Leur traitement de la religion comme institution sociale est particulièrement intéressant. Les oeuvres de la série Sonofagod Pictures de 2005 ne se contentent pas de blasphémer pour le plaisir de choquer. Elles interrogent la persistance du fait religieux dans les sociétés sécularisées et la manière dont les symboles sacrés continuent d’exercer une emprise sur l’imaginaire collectif. En juxtaposant des croix chrétiennes, des motifs islamiques et leurs propres corps dans des postures christiques, ils soulignent la fonction anthropologique universelle du religieux tout en en démystifiant les prétentions transcendantes. La religion apparaît comme un système de signes parmi d’autres, ni plus ni moins légitime que le langage publicitaire ou pornographique. Cette équivalence généralisée des systèmes symboliques, caractéristique de la condition postmoderne, trouve dans leur travail une expression particulièrement explicite.

La question raciale, omniprésente dans leur oeuvre des années 1980 et 2000, soulève des ambiguïtés que les artistes assument avec une forme de provocation calculée. Des titres comme Paki pour désigner le portrait d’un homme asiatique ont suscité des accusations de racisme, accusations qu’ils balaient d’un revers de main en invoquant leur fonction de miroir social. Ils ne créent pas le racisme, argumentent-ils, ils le documentent. Cette posture de neutralité ethnographique est évidemment problématique, car elle occulte le fait que la reproduction, même critique, de stéréotypes raciaux contribue à leur circulation. Néanmoins, leur insistance à représenter la diversité ethnique de l’East End, à donner une visibilité à des populations marginalisées, participe d’une forme d’inclusivité, fût-elle maladroite. Leurs derniers travaux, exposés jusqu’au 11 janvier 2026 à la Hayward Gallery de Londres, continue d’interroger les lignes de fracture identitaires qui traversent la société britannique post-Brexit, cette société qu’ils observent depuis plus d’un demi-siècle avec une constance admirable.

Le geste artistique de Gilbert & George consiste fondamentalement à transformer leur existence même en sculpture vivante. Cette décision prise à la fin des années 1960 de ne jamais apparaître séparés, de porter constamment le même type de costume, de refuser la distinction entre temps de travail et temps de vie privée, relève d’une radicalité dont on mesure mal l’exigence. Ils se sont littéralement construits comme des monuments, des figures publiques dont l’identité artistique prime sur toute identité personnelle.
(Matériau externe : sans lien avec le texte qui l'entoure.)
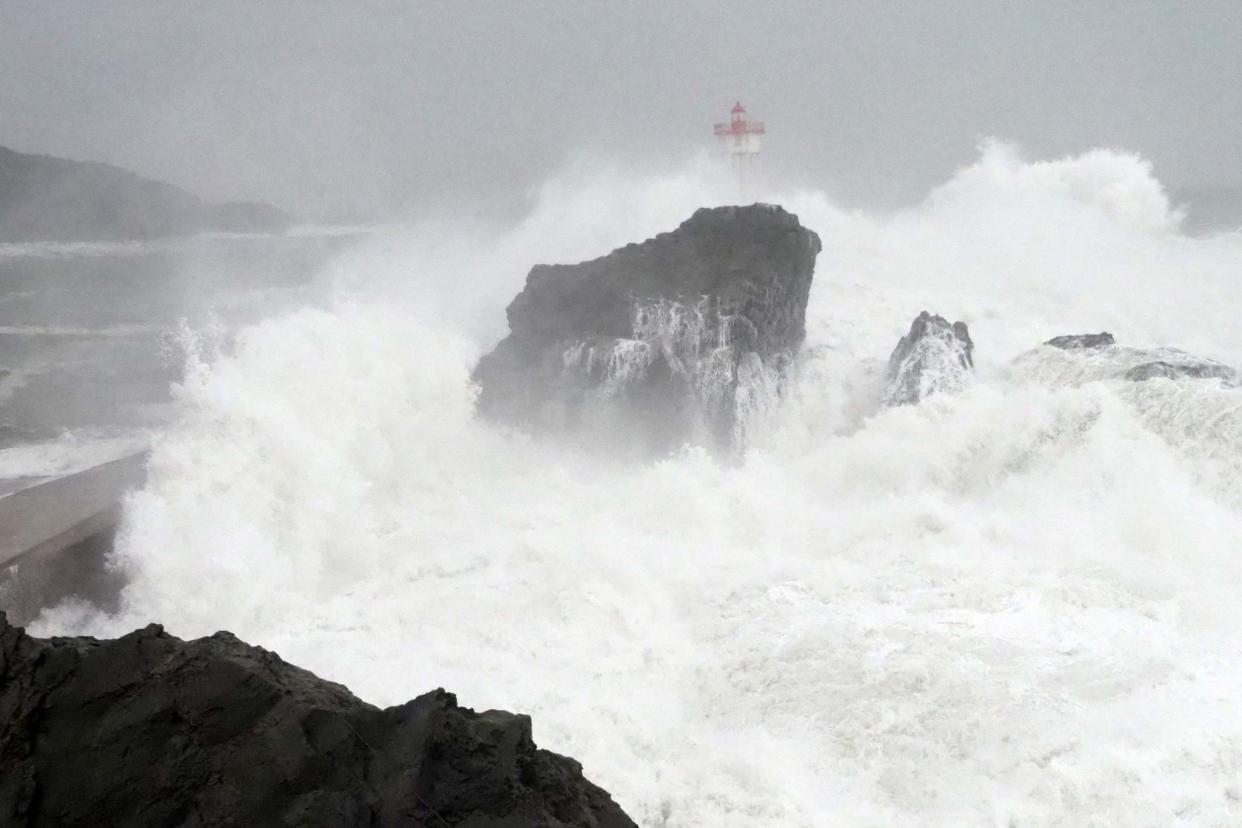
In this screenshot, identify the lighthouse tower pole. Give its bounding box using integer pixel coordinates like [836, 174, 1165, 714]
[714, 101, 766, 201]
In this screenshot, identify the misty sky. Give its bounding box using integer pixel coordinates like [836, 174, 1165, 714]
[0, 0, 1242, 215]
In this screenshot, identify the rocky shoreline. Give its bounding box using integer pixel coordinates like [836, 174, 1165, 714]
[0, 613, 635, 828]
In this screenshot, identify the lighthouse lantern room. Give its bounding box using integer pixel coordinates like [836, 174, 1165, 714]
[715, 101, 765, 197]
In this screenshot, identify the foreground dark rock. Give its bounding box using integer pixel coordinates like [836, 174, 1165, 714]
[1045, 331, 1114, 350]
[0, 146, 291, 242]
[474, 205, 820, 452]
[0, 613, 633, 827]
[884, 310, 975, 406]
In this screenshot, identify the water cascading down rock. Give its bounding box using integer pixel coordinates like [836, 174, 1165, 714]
[474, 205, 820, 452]
[884, 310, 975, 406]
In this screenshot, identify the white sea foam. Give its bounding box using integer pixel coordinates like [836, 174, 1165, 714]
[36, 145, 1242, 827]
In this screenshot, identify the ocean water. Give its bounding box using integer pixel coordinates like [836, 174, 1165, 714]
[0, 228, 361, 481]
[35, 144, 1242, 828]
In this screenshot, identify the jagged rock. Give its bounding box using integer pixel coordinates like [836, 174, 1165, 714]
[0, 613, 633, 828]
[1125, 360, 1238, 385]
[474, 205, 820, 452]
[1045, 331, 1114, 350]
[884, 310, 975, 406]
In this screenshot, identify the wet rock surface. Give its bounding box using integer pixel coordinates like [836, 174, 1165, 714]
[0, 613, 633, 828]
[474, 205, 820, 452]
[1045, 331, 1115, 350]
[1125, 359, 1238, 385]
[884, 310, 975, 406]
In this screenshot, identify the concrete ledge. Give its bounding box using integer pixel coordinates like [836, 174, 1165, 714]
[0, 452, 147, 623]
[0, 452, 147, 569]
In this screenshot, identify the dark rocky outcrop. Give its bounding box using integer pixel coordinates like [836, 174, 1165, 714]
[884, 310, 975, 406]
[1045, 331, 1114, 350]
[474, 205, 820, 452]
[0, 613, 633, 828]
[1125, 359, 1238, 385]
[0, 146, 289, 242]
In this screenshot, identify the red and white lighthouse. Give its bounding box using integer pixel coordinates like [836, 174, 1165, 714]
[715, 101, 765, 197]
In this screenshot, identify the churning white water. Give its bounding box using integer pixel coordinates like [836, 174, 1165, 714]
[37, 145, 1242, 827]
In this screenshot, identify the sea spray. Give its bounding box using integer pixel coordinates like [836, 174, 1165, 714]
[37, 146, 1242, 827]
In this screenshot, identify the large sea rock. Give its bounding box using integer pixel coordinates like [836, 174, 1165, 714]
[0, 613, 633, 828]
[1018, 333, 1242, 387]
[884, 310, 975, 406]
[474, 205, 820, 452]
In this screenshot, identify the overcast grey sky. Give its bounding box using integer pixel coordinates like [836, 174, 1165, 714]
[0, 0, 1242, 214]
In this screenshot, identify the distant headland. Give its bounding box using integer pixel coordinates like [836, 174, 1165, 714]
[0, 146, 292, 242]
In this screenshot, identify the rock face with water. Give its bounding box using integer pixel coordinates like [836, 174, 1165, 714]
[474, 205, 820, 452]
[884, 310, 975, 406]
[1045, 331, 1114, 350]
[1125, 356, 1238, 386]
[1045, 333, 1242, 387]
[0, 613, 633, 828]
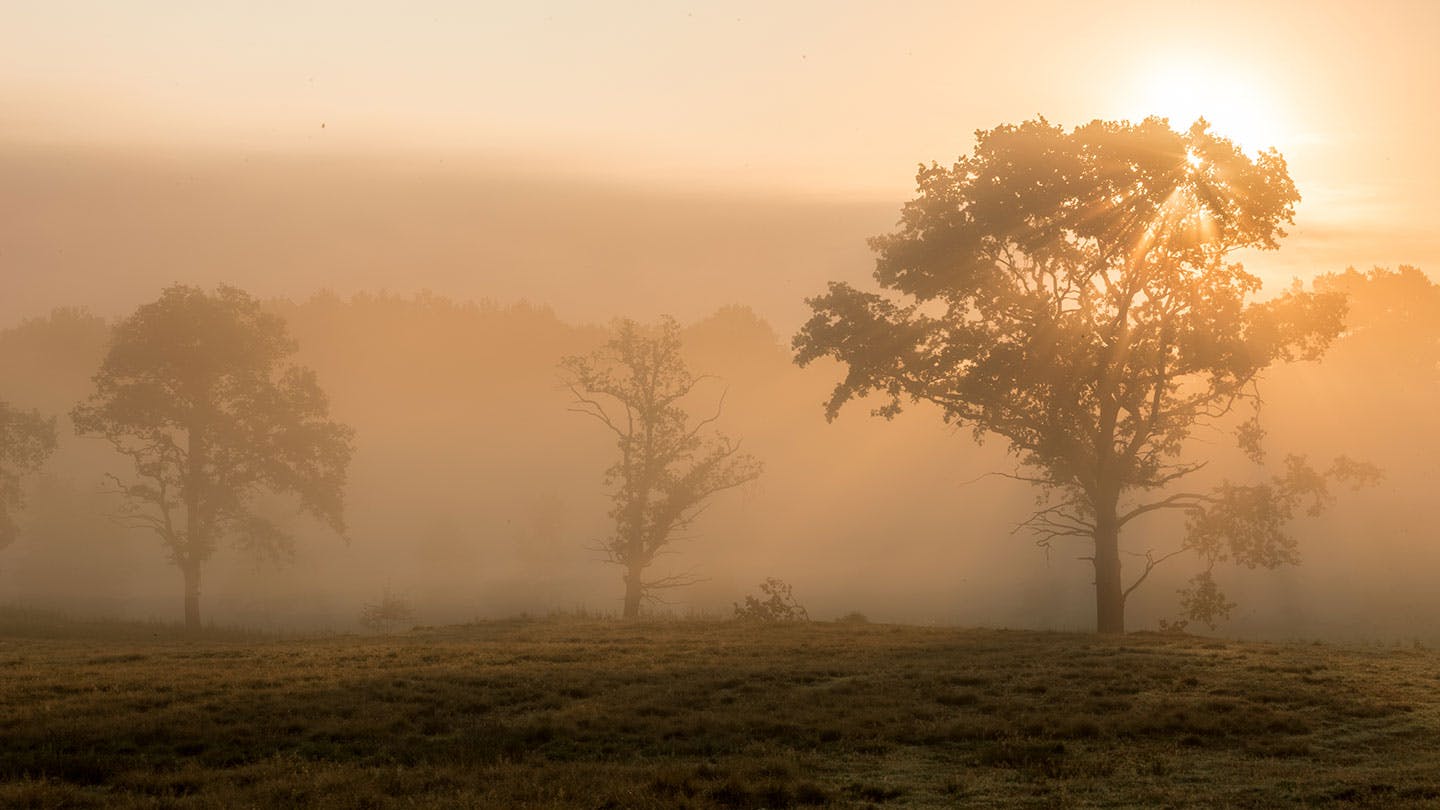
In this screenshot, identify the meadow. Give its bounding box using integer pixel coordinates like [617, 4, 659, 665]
[0, 611, 1440, 809]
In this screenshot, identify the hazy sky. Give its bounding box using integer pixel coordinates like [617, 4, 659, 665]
[0, 0, 1440, 318]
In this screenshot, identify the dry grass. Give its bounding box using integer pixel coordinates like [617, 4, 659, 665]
[0, 608, 1440, 807]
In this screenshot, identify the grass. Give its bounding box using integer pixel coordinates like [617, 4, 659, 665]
[0, 608, 1440, 809]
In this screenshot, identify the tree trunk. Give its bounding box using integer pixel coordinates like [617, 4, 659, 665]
[180, 562, 200, 630]
[625, 565, 645, 618]
[1094, 509, 1125, 634]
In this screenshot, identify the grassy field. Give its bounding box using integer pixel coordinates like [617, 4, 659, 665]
[0, 611, 1440, 809]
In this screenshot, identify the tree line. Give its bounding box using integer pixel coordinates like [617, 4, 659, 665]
[0, 120, 1433, 633]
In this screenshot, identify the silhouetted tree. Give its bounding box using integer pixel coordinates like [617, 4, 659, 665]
[0, 402, 55, 549]
[793, 118, 1372, 633]
[72, 285, 353, 628]
[560, 317, 760, 617]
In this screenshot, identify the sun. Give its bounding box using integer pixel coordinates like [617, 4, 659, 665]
[1135, 59, 1287, 154]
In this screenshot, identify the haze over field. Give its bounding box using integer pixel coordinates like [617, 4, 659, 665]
[0, 1, 1440, 640]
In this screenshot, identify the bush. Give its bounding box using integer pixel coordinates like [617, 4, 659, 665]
[734, 577, 809, 623]
[360, 588, 415, 633]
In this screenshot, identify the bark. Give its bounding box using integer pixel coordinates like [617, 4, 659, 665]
[625, 565, 645, 618]
[1094, 509, 1125, 634]
[180, 562, 200, 630]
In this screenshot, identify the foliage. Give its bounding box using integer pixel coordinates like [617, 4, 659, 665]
[360, 588, 415, 633]
[560, 317, 760, 617]
[734, 577, 809, 623]
[0, 401, 55, 549]
[793, 118, 1365, 633]
[72, 285, 353, 627]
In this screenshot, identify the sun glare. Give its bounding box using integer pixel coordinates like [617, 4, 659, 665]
[1136, 59, 1286, 153]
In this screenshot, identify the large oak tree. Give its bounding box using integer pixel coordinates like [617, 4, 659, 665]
[795, 118, 1369, 633]
[72, 285, 353, 628]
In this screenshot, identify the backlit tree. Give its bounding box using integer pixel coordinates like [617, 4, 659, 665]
[72, 285, 353, 628]
[560, 317, 760, 617]
[793, 118, 1372, 633]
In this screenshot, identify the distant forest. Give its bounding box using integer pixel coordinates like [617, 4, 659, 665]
[0, 268, 1440, 638]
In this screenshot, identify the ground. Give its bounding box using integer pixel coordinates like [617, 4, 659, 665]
[0, 613, 1440, 809]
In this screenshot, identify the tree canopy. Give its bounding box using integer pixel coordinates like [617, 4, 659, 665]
[793, 118, 1361, 633]
[0, 401, 55, 549]
[72, 285, 353, 627]
[560, 317, 760, 617]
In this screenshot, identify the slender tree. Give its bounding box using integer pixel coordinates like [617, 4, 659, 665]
[0, 402, 55, 549]
[793, 118, 1372, 633]
[72, 285, 353, 628]
[560, 317, 760, 618]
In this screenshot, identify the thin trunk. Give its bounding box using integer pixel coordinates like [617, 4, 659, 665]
[625, 565, 645, 618]
[180, 425, 206, 630]
[180, 562, 200, 630]
[1094, 506, 1125, 634]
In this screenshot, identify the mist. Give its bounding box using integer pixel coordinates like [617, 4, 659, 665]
[0, 257, 1440, 640]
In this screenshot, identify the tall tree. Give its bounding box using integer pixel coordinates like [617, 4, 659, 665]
[0, 402, 55, 549]
[560, 317, 760, 618]
[793, 118, 1371, 633]
[72, 285, 353, 628]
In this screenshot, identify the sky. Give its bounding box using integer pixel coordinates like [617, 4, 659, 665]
[0, 0, 1440, 320]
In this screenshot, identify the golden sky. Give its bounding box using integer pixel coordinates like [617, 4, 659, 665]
[0, 0, 1440, 314]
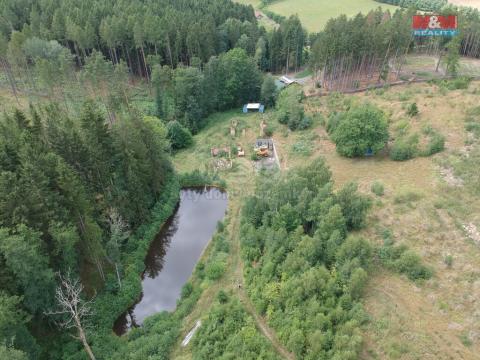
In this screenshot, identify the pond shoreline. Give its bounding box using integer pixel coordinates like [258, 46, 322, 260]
[113, 185, 228, 335]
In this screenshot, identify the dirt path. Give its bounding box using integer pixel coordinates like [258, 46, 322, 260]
[230, 204, 295, 360]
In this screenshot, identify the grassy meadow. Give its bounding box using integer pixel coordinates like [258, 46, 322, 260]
[237, 0, 396, 31]
[174, 82, 480, 359]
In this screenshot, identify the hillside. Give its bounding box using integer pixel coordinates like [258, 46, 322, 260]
[0, 0, 480, 360]
[170, 83, 480, 359]
[237, 0, 397, 32]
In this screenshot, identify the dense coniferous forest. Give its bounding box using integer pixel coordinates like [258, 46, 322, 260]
[0, 103, 173, 358]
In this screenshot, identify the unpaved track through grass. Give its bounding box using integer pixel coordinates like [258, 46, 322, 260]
[172, 149, 295, 360]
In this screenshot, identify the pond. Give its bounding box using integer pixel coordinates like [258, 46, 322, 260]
[113, 187, 227, 335]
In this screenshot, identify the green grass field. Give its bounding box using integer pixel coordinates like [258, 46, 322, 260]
[237, 0, 397, 31]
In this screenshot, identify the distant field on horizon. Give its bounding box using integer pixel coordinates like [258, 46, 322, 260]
[236, 0, 397, 31]
[448, 0, 480, 9]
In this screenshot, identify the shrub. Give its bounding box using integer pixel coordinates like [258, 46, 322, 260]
[250, 152, 260, 161]
[332, 104, 388, 157]
[264, 125, 273, 137]
[389, 135, 418, 161]
[292, 141, 313, 156]
[260, 74, 277, 107]
[407, 103, 419, 117]
[167, 120, 193, 150]
[205, 259, 225, 280]
[277, 86, 304, 130]
[394, 250, 432, 280]
[181, 282, 193, 299]
[217, 290, 228, 304]
[425, 133, 445, 156]
[298, 116, 312, 130]
[371, 181, 385, 196]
Cette auto-monumentalisation trouve son aboutissement logique dans l’ouverture en 2023 du Gilbert & George Centre à Heneage Street, espace dédié exclusivement à leur oeuvre, préfiguration d’un mausolée où leur mémoire sera conservée après leur mort. Car la mort rôde désormais dans leurs compositions récentes. La série The Corpsing Pictures de 2023 les montre allongés sur des ossements, habillés de costumes rouge sang. À plus de quatre-vingts ans, ils affrontent leur finitude avec la même absence d’affectation qu’ils ont appliquée à tous les autres sujets.

Leur rapport à la sexualité mérite qu’on s’y attarde. Mariés civilement en 2008 après quarante ans de vie commune, ils ont fait de leur relation homosexuelle un élément constitutif de leur oeuvre bien avant que cela ne devienne socialement acceptable. Les Naked Shit Pictures de 1994, qui les montrent nus au milieu de représentations d’excréments, affirment la dimension charnelle, corporelle, triviale de l’existence humaine. Ils refusent la sublimation romantique de l’amour comme de la sexualité, préférant les montrer dans leur matérialité prosaïque. Cette approche désenchantée peut sembler cynique, mais elle porte aussi une forme de tendresse. Leur affirmation que leurs oeuvres sont “une sorte de lettre d’amour visuelle de notre part au spectateur” [3] suggère que derrière la provocation et l’obscénité se cache un désir de connexion humaine, une volonté de partager une expérience du monde sans fard ni mensonge.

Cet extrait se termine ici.